諫言は転ばぬ先の杖
歴史作家の【童門冬二】さんの「歴史に学ぶ知恵」というコラムが中日新聞に連載されています。その中に表題のコラムがありました。知っておきたい内容ですので皆さんに読んで頂きたく紹介します。『諫言(カンゲン)とは忠告で、目上の人の過ちを、さとし、諌(イサ)めること』です。『諫言は転ばぬ先の杖』と言ったのは【松平定信】です。
以下にその文章を紹介します。
《 今回は【松平定信】の言葉をご紹介する。白河藩主現任のままで老中筆頭になった【松平定信】は役宅,江戸藩邸,各地の天領(幕府直轄領),役所などの門前に(目安箱)を設置した。これは民の声を直接聞いて、よいものを政治に生かそうという意図からだ。彼が尊敬していた祖父の八代将軍【徳川吉宗】の「享保の改革」にならったものだ。民の声だけでなく部下にも「常に諫言せよ。良い意見には従う。おまえたちの諫言によって政治を行なう者の良い手本になりたい。

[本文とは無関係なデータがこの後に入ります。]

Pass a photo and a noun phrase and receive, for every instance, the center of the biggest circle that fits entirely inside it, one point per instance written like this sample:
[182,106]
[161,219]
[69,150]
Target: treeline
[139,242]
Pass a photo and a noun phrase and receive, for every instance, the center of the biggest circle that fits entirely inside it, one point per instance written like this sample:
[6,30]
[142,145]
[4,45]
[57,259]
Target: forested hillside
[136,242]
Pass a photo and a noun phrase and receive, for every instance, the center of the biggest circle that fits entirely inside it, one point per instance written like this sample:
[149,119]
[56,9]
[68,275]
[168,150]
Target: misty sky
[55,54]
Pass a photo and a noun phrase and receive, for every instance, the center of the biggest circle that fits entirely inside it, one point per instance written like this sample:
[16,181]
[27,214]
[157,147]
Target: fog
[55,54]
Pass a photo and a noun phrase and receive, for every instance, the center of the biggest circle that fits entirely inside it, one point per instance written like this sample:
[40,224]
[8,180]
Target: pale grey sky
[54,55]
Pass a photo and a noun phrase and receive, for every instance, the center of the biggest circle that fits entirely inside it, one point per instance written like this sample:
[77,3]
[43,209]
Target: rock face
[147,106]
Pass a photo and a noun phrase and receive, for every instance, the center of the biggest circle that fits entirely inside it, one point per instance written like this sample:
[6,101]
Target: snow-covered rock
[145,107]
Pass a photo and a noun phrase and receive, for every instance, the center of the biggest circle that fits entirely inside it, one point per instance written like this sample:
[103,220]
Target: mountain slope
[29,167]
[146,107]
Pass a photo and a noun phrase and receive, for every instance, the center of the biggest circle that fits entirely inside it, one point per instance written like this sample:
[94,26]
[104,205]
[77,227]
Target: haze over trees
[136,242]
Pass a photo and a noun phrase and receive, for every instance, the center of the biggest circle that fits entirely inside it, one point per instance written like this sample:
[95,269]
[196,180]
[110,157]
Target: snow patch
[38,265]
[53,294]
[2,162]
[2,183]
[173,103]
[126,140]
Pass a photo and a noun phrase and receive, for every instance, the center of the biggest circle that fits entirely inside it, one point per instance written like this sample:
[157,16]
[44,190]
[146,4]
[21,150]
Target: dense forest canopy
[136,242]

もし、自分がその諫言に従わないような場合には、自分を見捨てよ」とまで言いきった。これは彼自身が「およそ人の上に立つ者は、たとえ知識があったとしても、それを誇って他人の欠点ばかり非難するのは極めて危険である。上に立つ者がこういう態度をとれば、言路はふさがって意見を言う者など一人もいなくなる。温顔をもって他人の言語をなめらかにし、衆言衆知を求めるべきである。」と自覚していたからだ。しかし【松平定信】は子供のときからその賢明さを謳われていたから、部下のほうも容易に意見を口にしない。こんなことを言えば、かえって殿に笑われるという警戒心もあった。これを知った定信は子供のときから勉強した書物の中から、古今の忠臣が主人に告げた諫言を全部拾い出した。このメモ集を(求言録)と名づけ印刷させ、ばら蒔いた。「諫言の例は(求言録)に書いてある。読んでヒントを得、私への諫言の参考にせよ」と言った。この諫言について彼は側近にこんなことを言っている。「諫言というのは、道を歩く人にとっての杖とおなじだ。杖は転ばぬように予防策の役をつとめてくれる。だから、転ばぬ前の杖だからこそ意味があるので、転んだ後に杖をついても間に合わない。政治家が転ぶということは過ちを犯すことだ。それは道の状況をよくわきまえていないためだ。客観的に道の状況をみきわめ、歩く人間が転びそうになったときに諫言をしてくれるということは、政治を行なう者にとって心の杖を与えてくれるということだ。どうか、そのつもりで遠慮せずにわたしを諌めて欲しい。『行途に杖を用ふるがごとし。顚倒せざる前に杖を用ふるべし。顚倒したるのちの杖はその用を失うなり。』 》
『民の声、聞く耳を持つ』とこのタイトルには書いてありました。【松平定信】は民の声だけでなく部下の声も聞いて世を治めていたのです。我々KONOIKEでも私も勿論ですが、上司も部下も『諫言は転ばぬ先の杖』と心得てお互い切磋琢磨して行きましょう。